A infecção por Mpox manifesta-se tipicamente com uma erupção cutânea, que pode se apresentar como bolhas ou feridas na pele, persistindo por um período de duas a quatro semanas. Essa erupção pode surgir em diversas partes do corpo, como o rosto, as palmas das mãos, as solas dos pés, a virilha, as regiões genitais e/ou anais. Contudo, o quadro sintomático não se restringe apenas à pele.
Outros sinais e sintomas que podem acompanhar a doença incluem febre, dor de cabeça intensa, dores musculares e nas costas, além de apatia e inchaço dos gânglios linfáticos. O período de incubação do vírus, ou seja, o tempo entre o primeiro contato com o patógeno e o início dos sintomas, varia de 3 a 16 dias, podendo se estender até 21 dias. Para um diagnóstico preciso, é fundamental que indivíduos que notarem estes sintomas procurem uma unidade de saúde para a realização de um exame laboratorial específico.
Como a Mpox é Transmitida e Diagnosticada?
A transmissão do vírus da Mpox se dá de pessoa para pessoa principalmente por meio do contato íntimo com alguém que esteja infectado. Isso engloba uma gama de interações como a fala ou a respiração a curta distância, que podem gerar gotículas ou aerossóis de alcance limitado, até o contato direto pele com pele. Exemplos incluem toque, contato sexual (vaginal, anal ou oral), ou mesmo um simples beijo na pele. A troca de fluidos corporais em atividades sexuais contribui significativamente para a disseminação do vírus.

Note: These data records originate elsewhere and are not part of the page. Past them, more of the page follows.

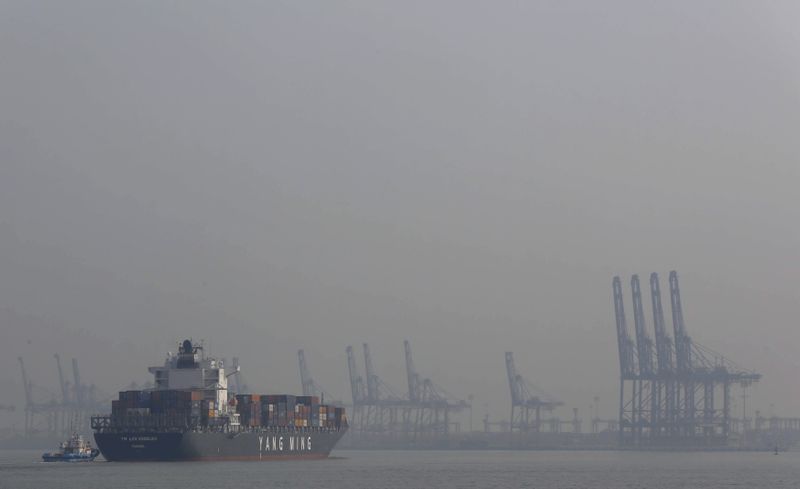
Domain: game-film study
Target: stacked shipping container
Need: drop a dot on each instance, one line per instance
(254, 410)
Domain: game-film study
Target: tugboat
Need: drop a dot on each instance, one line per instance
(76, 449)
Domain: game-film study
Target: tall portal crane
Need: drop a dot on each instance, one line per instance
(664, 422)
(647, 406)
(523, 401)
(306, 381)
(411, 373)
(309, 385)
(356, 388)
(663, 341)
(627, 365)
(79, 397)
(30, 408)
(644, 345)
(683, 343)
(62, 382)
(237, 375)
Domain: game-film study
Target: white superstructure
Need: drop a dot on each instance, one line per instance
(190, 369)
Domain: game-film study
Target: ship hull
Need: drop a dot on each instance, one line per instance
(250, 445)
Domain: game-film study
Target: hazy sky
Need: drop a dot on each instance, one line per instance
(467, 175)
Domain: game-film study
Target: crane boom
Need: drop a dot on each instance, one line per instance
(644, 344)
(663, 341)
(26, 383)
(372, 378)
(78, 386)
(306, 382)
(413, 377)
(513, 379)
(683, 343)
(624, 343)
(356, 382)
(61, 381)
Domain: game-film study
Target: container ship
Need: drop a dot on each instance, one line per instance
(190, 415)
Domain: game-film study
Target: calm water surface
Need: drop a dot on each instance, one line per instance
(20, 469)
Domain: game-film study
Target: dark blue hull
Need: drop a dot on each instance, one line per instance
(206, 445)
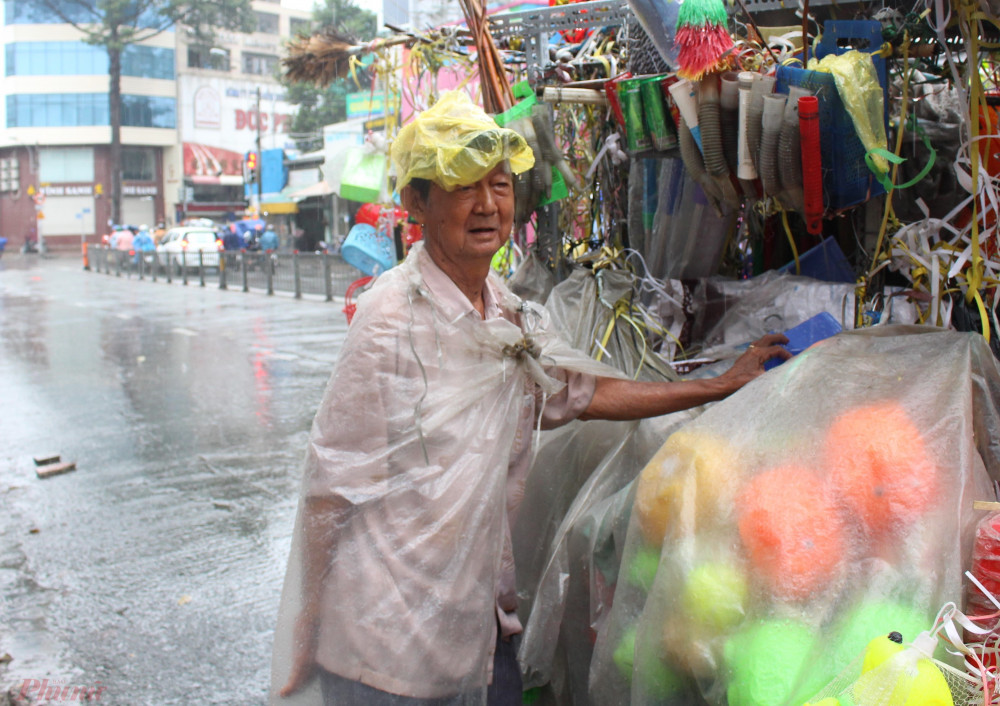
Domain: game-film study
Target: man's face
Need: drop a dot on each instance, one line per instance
(472, 222)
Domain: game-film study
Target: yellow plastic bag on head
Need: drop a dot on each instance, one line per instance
(455, 143)
(859, 89)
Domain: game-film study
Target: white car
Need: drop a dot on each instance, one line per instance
(180, 246)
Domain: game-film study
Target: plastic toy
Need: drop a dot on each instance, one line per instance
(665, 485)
(715, 596)
(765, 662)
(893, 675)
(880, 467)
(793, 538)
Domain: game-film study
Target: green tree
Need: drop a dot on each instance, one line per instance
(325, 106)
(117, 24)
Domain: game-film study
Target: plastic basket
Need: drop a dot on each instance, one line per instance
(847, 181)
(368, 250)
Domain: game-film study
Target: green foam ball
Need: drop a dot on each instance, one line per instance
(765, 661)
(656, 679)
(715, 596)
(643, 567)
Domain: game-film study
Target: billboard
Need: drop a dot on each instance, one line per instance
(219, 123)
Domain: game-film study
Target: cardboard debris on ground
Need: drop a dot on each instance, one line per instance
(47, 459)
(52, 466)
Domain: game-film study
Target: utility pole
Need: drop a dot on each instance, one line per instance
(260, 163)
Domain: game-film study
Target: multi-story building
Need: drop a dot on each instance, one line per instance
(189, 113)
(218, 88)
(55, 173)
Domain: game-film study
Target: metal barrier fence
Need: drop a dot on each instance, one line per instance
(300, 273)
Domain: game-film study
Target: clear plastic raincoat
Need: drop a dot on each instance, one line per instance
(424, 414)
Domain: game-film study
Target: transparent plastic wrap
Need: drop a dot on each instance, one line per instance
(682, 209)
(826, 503)
(568, 570)
(403, 521)
(599, 313)
(532, 280)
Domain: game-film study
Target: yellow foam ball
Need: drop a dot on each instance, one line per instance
(879, 650)
(927, 687)
(715, 596)
(685, 485)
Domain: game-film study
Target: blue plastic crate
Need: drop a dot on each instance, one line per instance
(825, 261)
(847, 181)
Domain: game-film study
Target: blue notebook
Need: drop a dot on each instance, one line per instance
(805, 334)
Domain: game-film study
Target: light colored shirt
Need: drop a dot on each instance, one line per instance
(426, 431)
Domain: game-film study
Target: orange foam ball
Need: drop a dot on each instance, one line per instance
(794, 539)
(879, 466)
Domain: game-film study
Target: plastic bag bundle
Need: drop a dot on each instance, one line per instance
(599, 312)
(857, 83)
(455, 143)
(825, 504)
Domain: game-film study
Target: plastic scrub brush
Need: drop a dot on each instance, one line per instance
(701, 38)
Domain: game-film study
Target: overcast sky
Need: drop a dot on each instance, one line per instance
(373, 5)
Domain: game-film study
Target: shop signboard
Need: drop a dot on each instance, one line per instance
(220, 124)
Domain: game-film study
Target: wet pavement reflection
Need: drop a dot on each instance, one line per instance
(155, 568)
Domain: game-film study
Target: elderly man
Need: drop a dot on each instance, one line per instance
(400, 587)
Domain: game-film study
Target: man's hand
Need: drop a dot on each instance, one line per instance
(751, 364)
(303, 654)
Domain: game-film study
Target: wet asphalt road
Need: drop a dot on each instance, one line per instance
(155, 568)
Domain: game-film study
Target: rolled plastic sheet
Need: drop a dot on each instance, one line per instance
(711, 126)
(685, 95)
(768, 168)
(773, 537)
(812, 171)
(762, 86)
(789, 150)
(745, 168)
(729, 118)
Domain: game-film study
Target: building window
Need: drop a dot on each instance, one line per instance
(149, 111)
(57, 109)
(259, 64)
(148, 62)
(65, 164)
(267, 22)
(18, 12)
(298, 26)
(138, 164)
(79, 59)
(83, 109)
(208, 58)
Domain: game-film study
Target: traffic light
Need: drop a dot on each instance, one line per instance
(251, 165)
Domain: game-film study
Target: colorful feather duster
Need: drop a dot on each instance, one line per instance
(702, 37)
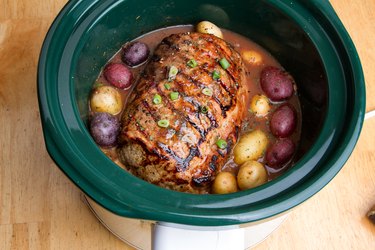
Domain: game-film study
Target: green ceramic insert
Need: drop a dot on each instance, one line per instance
(306, 37)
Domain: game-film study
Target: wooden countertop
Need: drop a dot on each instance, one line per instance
(41, 209)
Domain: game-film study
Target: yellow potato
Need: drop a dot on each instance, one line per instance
(224, 183)
(252, 57)
(251, 174)
(260, 105)
(251, 146)
(209, 28)
(106, 99)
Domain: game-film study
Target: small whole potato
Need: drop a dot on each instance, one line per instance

Além do contato físico direto, o compartilhamento de objetos que tenham sido recentemente contaminados com fluidos ou materiais provenientes de lesões de indivíduos infectados também constitui uma rota de transmissão. Toalhas, roupas, lençóis, talheres e outros materiais de uso pessoal podem servir como veículos para o vírus, sublinhando a necessidade de não compartilhar tais itens durante o período de risco.
O processo diagnóstico para a Mpox é realizado em laboratório, uma vez que os sintomas podem ser confundidos com os de outras doenças. O profissional de saúde avaliará a necessidade de realizar um exame complementar, diferenciando-a de condições como varicela zoster, herpes zoster, herpes simples, sífilis primária ou secundária, infecções bacterianas da pele e outras causas de erupções cutâneas papulares ou vesiculares. Em caso de suspeita ou confirmação, o Ministério da Saúde orienta o isolamento imediato e rigoroso do paciente para evitar a cadeia de transmissão.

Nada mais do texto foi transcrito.